Dieu inspire souvent l'inquiétude de l'avenir aux hommes pour les pousser à la prévoyance ; et voyez comme grands sont les moyens pour parfaire à vos craintes semées à dessein, et qui, le plus souvent, cachent des pensées avides plutôt qu'une idée d'un sage approvisionnement inspiré par un sentiment d'humanité au profit des petits. Voyez les rapports de nations à nations qui en ressortiront ; voyez quelles transactions devront se réaliser ; que de moyens viendront concourir à parer vos craintes ! car, vous le savez, tout s'enchaîne ; aussi, grands et petits viendront à l'oeuvre.

Alors, ne voyez-vous pas déjà dans tout ce mouvement une source d'un certain bien-être pour la classe la plus laborieuse des Etats, classe vraiment intéressante que vous, les grands, vous, les omnipotents de cette terre, vous considérez comme gens taillables à merci, créés pour vos satisfactions.

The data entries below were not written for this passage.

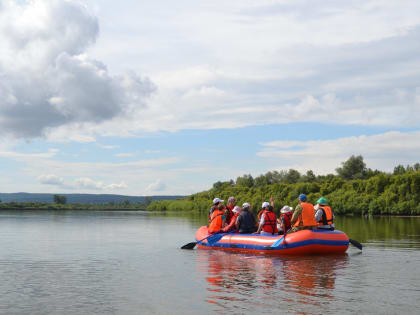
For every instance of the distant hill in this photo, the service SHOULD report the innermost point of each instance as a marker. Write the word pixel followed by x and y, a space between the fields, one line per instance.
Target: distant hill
pixel 79 198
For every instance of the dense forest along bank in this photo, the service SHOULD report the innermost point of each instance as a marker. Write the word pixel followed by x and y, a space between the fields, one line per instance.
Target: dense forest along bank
pixel 101 262
pixel 355 190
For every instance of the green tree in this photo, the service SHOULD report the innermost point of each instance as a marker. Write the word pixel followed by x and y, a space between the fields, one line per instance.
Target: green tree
pixel 61 200
pixel 399 169
pixel 246 181
pixel 308 177
pixel 353 168
pixel 292 176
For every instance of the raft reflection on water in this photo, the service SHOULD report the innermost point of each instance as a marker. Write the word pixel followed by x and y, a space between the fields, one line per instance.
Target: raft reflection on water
pixel 290 280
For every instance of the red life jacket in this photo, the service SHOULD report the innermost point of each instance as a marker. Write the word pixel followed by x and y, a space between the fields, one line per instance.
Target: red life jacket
pixel 287 220
pixel 260 214
pixel 327 216
pixel 270 222
pixel 216 221
pixel 307 216
pixel 229 212
pixel 232 224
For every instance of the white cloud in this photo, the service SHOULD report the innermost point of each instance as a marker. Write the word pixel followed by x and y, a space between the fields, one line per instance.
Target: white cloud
pixel 51 179
pixel 124 154
pixel 46 79
pixel 381 151
pixel 158 185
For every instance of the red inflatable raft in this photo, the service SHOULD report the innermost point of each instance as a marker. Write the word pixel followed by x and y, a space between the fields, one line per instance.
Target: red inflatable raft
pixel 304 242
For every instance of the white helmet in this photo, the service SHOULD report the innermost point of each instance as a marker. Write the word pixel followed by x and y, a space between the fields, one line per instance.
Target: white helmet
pixel 286 209
pixel 265 204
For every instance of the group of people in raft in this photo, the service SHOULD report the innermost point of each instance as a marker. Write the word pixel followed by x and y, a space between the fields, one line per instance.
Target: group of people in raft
pixel 234 219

Puis, qu'arrive-t-il après tout ce va-et-vient d'un pôle à l'autre ? C'est qu'une fois bien pourvus, souvent ce temps a changé ; le soleil, obéissant à la pensée de son créateur, a mûri en quelques jours vos moissons ; Dieu a mis l'abondance où votre convoitise méditait sur le manque, et malgré vous les petits pourront vivre ; et sans vous en douter, vous avez été à votre insu la cause d'une abondance.

Cependant il arrive, - Dieu le permet quelquefois, - que les méchants réussissent dans leurs projets cupides ; mais alors c'est un enseignement que Dieu veut donner à tous ; c'est la prévoyance humaine qu'il veut stimuler ; c'est l'ordre infini qui règne dans la nature, c'est le courage contre les événements que doivent imiter, que doivent supporter avec résignation les hommes.

Quant à ceux qui, par calcul, profitent des désastres, croyez-le, ils en seront punis. Dieu veut que tous ses êtres vivent ; l'homme ne doit pas jouer avec la nécessité, ni trafiquer sur le superflu. Juste en ses bienfaits, grand en sa clémence, trop bon pour notre ingratitude, Dieu, dans ses desseins, est impénétrable.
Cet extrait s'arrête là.